The Senator was also speaking following the release of a Governmental Accountability Office (GAO) report today that warned that as a result of the ageing vehicles, unscheduled maintenance costs have been increasing and now represent 31% of all maintenance costs.

The GAO report, which was commissioned by a group of Senators including Carper, also pointed to some “severe” shortcomings in the following of vehicle maintenance standards, partly because of a lack of resources and the USPS hiring freeze.

GAO director of physical infrastructure issues Phillip Herr told congress that upgrading the fleet would be costly – around $5.8bn to purchase 185,000 delivery vehicles (at $31,000 per vehicle), or $3.5bn to fully refurbish the fleet (at about $20,000 per vehicle).

Complicating factors include federal requirements for 75% of newly acquired vehicles to be capable of using alternative fuels, he noted.

Herr said USPS staff had suggested to the GAO that the delivery fleet would be capable of interruption-free service for several more years. However, he added: “While the Postal Service has been able to maintain its current fleet, the time will soon come when the cost of this approach will not allow further delays (in upgrading).”

USPS plans

Responding to Senate questions, Postmaster General Pat Donahoe said that the USPS was “looking at all the options right now” regarding its vehicle fleet.

He said: “We have been experimenting with hydrogen vehicles, natural gas, diesel, electric, hybrid. We’re trying to make sure we look at anything and everything out there.”

Two considerations for USPS vehicles, he said, were the daily cost to operate the vehicle, but also the long-term costs.
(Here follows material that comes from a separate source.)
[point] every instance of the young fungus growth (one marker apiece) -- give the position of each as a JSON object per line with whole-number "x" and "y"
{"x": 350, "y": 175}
For electric vehicles this long-term cost – in terms of replacing batteries – could be prohibitive.

“Right now we are in a place where we will have to buy some vehicles in the next few years, but in order to do that, we’ve got to get our finances in order,” Donahoe said.

On Friday, USPS acting chief sustainability officer Emil Dzuray is due to address the Center for Research in Regulated Industries annual Eastern Conference at which he will discuss recent trials of electric vehicles at the USPS.

Although the event is closed to the Press, Dzuray told Post&Parcel ahead of the event that the electric vehicle industry is not yet in shape to cater to the needs of the USPS fleet.

Dzuray conceded that the USPS was “really struggling” with its fuel consumption, but that the alternative vehicle industry did not have enough manufacturing capacity yet to fill the fleet’s needs.

Although vehicle industry commentators have suggested that a big order from the USPS would be enough to create manufacturing capacity, Dzuray explained that the fact that USPS vehicles would be bought with a 25-year lifespan in mind, with on-site maintenance rather than periodic replacement, meant motor manufacturers did not see a USPS order as enough to justify increased manufacturing capacity.

The USPS plan now, he said, was to continue testing technologies for the next two years, then replace the fleet over a five to seven year period.

“There’s a lot of unanswered questions,” he said. “We need to be more fuel efficient, but our goal is to find a technology that gives not only a low carbon environmental footprint but somthing that lowers operational maintenance costs.”